If you social distance at our kitchen table, you will be sitting out on the deck. I don't have enough leaves in our table to accommodate that need. Your turkey drumstick might get chilly if the weather takes a nasty turn and snowflakes begin to fall. Asking your brother-in-law to pass the gravy when you won't be able to see him on the other end of the table might be a bit challenging.
The kids' table, which most of us were relegated to at one time or another in our younger years, might have to be placed in the garage with plastic separators between the plates. Kids will be instructed to stay away from each other. Good luck with that.
One way my uncles handled passing on any kind of a virus at the Thanksgiving Day feast was to christen the whole affair with a glass of the cheapest wine they could find. Their theory was that after one gulp of wine, all potential viruses would be killed. That was plenty of reason for most of them to down two glasses.
Their wives never bought into that theory and usually the wine bottle magically disappeared 10 minutes after the cap was unscrewed. No one ever seemed to know where the bottle went. I think Grandma Bessie had it hidden under her chair.
I've never experienced a quasi-Thanksgiving in all my years here and I've got lots of company.
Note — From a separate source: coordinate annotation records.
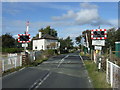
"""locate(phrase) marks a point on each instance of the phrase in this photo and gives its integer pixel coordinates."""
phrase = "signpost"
(24, 39)
(98, 42)
(98, 37)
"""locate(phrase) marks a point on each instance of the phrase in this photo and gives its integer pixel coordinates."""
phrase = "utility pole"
(26, 32)
(87, 43)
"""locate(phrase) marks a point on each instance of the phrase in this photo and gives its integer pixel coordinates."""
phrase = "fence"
(11, 61)
(113, 74)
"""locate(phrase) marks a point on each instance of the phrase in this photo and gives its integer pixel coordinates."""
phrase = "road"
(63, 71)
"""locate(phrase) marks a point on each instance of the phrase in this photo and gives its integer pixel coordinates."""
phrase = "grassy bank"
(98, 78)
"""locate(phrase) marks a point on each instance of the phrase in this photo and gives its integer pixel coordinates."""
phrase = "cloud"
(70, 14)
(88, 14)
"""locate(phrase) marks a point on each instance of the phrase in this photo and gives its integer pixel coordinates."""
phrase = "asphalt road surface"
(63, 71)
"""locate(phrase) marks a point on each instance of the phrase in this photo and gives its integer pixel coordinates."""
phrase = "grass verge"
(98, 78)
(35, 63)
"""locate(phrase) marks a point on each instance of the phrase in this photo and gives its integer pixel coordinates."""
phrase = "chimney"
(40, 34)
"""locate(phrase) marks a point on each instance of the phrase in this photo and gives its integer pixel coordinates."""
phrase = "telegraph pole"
(26, 32)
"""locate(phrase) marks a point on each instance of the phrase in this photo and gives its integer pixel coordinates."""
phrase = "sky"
(67, 18)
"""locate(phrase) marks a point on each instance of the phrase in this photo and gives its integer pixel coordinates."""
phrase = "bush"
(48, 53)
(11, 50)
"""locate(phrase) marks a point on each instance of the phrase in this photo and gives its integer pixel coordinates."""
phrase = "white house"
(45, 42)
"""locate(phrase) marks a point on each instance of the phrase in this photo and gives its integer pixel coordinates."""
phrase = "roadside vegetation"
(98, 78)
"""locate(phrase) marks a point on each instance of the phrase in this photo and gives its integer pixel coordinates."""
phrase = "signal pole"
(26, 32)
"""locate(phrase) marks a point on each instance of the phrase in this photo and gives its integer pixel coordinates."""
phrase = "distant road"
(63, 71)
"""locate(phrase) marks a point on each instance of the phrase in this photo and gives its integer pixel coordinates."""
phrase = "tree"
(89, 37)
(48, 30)
(65, 43)
(8, 41)
(78, 40)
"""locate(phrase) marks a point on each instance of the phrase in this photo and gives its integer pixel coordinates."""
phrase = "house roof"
(46, 36)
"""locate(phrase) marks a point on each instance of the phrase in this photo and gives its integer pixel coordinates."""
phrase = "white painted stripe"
(43, 80)
(62, 61)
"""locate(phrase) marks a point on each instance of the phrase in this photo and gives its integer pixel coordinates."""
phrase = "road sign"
(99, 34)
(98, 42)
(24, 45)
(23, 38)
(98, 48)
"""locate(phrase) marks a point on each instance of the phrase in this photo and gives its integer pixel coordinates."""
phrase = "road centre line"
(39, 82)
(62, 61)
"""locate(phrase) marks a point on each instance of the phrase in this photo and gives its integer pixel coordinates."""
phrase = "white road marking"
(86, 71)
(43, 80)
(39, 82)
(13, 72)
(62, 61)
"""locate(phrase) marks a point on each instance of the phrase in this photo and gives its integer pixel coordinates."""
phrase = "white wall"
(39, 44)
(44, 43)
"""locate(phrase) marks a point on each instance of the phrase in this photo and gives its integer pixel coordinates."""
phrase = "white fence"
(113, 74)
(11, 61)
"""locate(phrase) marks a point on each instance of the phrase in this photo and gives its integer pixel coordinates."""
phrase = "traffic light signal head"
(23, 38)
(98, 34)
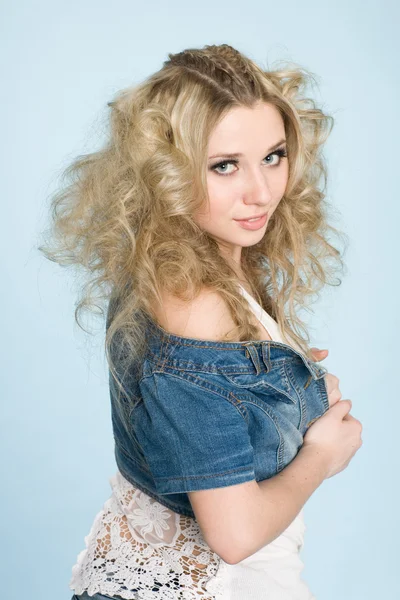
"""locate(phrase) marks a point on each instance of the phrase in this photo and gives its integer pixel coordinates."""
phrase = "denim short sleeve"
(193, 437)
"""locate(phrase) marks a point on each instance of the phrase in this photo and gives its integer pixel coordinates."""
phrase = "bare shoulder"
(207, 317)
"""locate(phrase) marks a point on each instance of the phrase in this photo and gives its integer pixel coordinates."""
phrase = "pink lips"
(253, 225)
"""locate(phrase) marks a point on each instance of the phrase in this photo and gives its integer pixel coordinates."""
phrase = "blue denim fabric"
(206, 414)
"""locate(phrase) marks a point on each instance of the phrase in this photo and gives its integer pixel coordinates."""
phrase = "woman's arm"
(238, 520)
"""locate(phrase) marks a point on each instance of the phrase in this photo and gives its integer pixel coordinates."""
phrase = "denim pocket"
(310, 389)
(272, 383)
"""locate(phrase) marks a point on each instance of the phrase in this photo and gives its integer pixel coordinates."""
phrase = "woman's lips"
(253, 225)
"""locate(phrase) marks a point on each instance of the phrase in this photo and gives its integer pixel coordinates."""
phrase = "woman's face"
(247, 185)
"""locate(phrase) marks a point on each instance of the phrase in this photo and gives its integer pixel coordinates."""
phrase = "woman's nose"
(258, 189)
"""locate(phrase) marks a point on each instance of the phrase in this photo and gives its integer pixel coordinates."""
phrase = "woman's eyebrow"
(238, 154)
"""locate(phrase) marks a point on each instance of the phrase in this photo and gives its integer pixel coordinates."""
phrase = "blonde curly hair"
(126, 212)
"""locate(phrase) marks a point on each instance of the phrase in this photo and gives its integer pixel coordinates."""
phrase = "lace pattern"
(139, 549)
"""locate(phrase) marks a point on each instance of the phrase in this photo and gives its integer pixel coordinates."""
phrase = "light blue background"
(61, 63)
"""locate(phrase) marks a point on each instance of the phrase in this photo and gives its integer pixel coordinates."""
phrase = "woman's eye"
(223, 165)
(220, 168)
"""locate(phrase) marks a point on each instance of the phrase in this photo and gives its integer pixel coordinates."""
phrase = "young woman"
(202, 225)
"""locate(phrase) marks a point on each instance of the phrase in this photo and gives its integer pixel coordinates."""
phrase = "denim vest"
(207, 414)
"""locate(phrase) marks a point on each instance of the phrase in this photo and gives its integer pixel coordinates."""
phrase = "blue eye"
(281, 153)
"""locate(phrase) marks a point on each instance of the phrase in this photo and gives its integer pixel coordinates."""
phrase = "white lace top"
(138, 549)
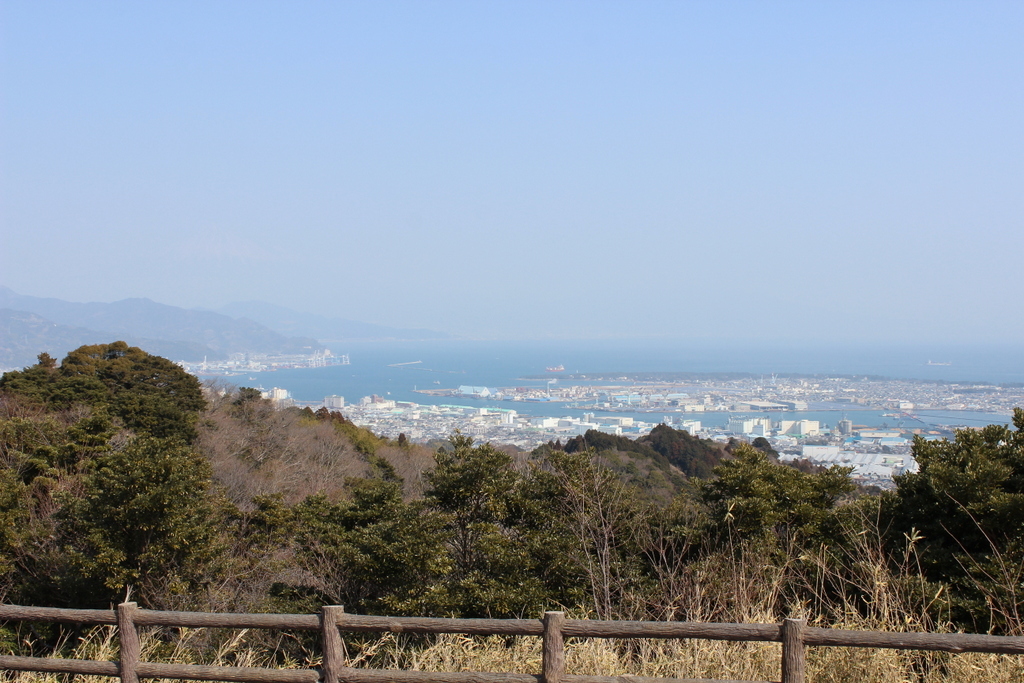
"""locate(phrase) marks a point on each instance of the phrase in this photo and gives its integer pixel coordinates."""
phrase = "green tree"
(964, 510)
(145, 392)
(375, 553)
(145, 520)
(758, 498)
(480, 496)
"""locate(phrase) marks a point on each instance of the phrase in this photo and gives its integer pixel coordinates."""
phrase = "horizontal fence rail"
(553, 629)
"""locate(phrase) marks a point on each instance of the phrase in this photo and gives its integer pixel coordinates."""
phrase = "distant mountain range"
(31, 325)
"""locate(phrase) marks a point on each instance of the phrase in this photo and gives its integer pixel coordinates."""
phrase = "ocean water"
(375, 369)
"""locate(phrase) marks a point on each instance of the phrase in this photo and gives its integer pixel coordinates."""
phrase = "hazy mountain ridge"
(170, 331)
(24, 335)
(289, 322)
(30, 325)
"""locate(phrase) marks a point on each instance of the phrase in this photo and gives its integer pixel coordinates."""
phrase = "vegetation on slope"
(118, 474)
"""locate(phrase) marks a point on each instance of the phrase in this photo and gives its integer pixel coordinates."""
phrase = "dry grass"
(692, 658)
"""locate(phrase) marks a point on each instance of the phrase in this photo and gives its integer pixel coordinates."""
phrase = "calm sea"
(375, 369)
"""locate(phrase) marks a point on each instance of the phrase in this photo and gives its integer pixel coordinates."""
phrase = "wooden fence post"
(793, 650)
(334, 648)
(131, 647)
(554, 647)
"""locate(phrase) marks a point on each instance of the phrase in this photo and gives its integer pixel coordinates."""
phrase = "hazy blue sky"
(824, 170)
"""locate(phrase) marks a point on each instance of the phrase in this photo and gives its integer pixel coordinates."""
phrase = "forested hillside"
(119, 471)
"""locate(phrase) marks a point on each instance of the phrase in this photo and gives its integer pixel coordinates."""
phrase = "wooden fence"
(794, 635)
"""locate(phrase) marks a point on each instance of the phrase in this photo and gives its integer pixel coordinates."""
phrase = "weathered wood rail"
(553, 629)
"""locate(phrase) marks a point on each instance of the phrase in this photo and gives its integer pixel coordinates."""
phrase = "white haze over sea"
(375, 369)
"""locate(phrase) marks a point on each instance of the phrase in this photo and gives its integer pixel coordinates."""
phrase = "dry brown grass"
(693, 658)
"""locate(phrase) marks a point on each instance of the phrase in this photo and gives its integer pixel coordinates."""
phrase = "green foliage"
(145, 393)
(145, 519)
(965, 511)
(375, 553)
(695, 457)
(755, 497)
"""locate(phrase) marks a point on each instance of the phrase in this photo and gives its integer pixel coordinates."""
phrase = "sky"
(692, 170)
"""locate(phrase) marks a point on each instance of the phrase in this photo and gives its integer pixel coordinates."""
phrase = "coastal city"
(777, 409)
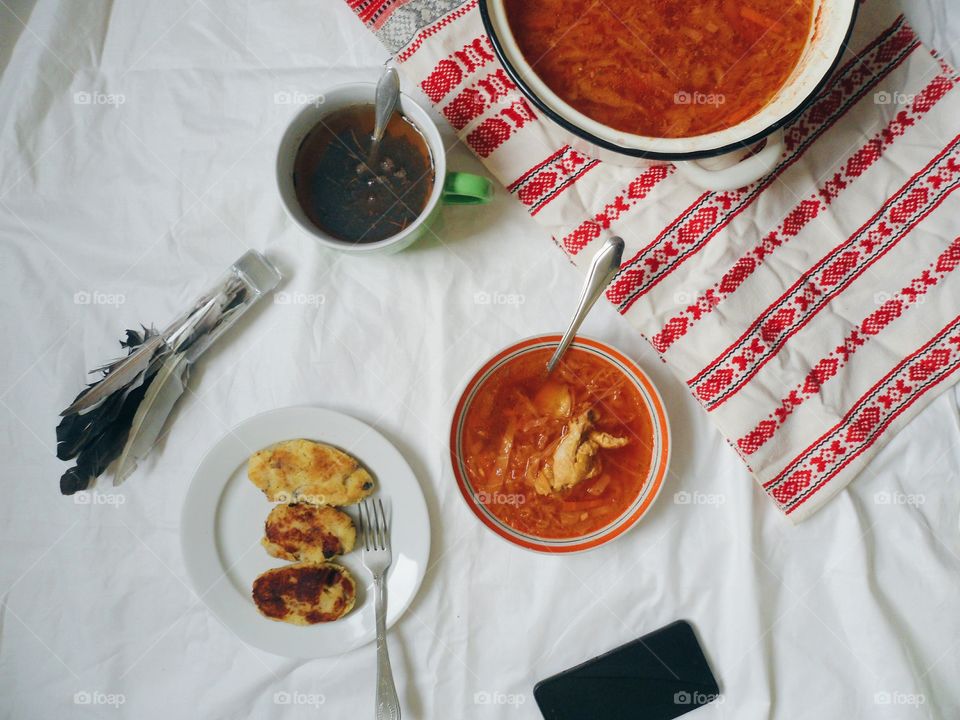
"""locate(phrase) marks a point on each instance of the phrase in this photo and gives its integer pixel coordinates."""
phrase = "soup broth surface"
(515, 423)
(663, 68)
I'm not looking forward to celebrating with a string around my finger and I'm going to miss that get-together as we've been able to celebrate in past years. All we can hope is that by this time next year we can return to normal. That will really be something to be thankful for.
I'm still going to buy some of that cheap wine and kill any virus that might show up during our downsized Thanksgiving feast. It's the least I can do to fight the virus.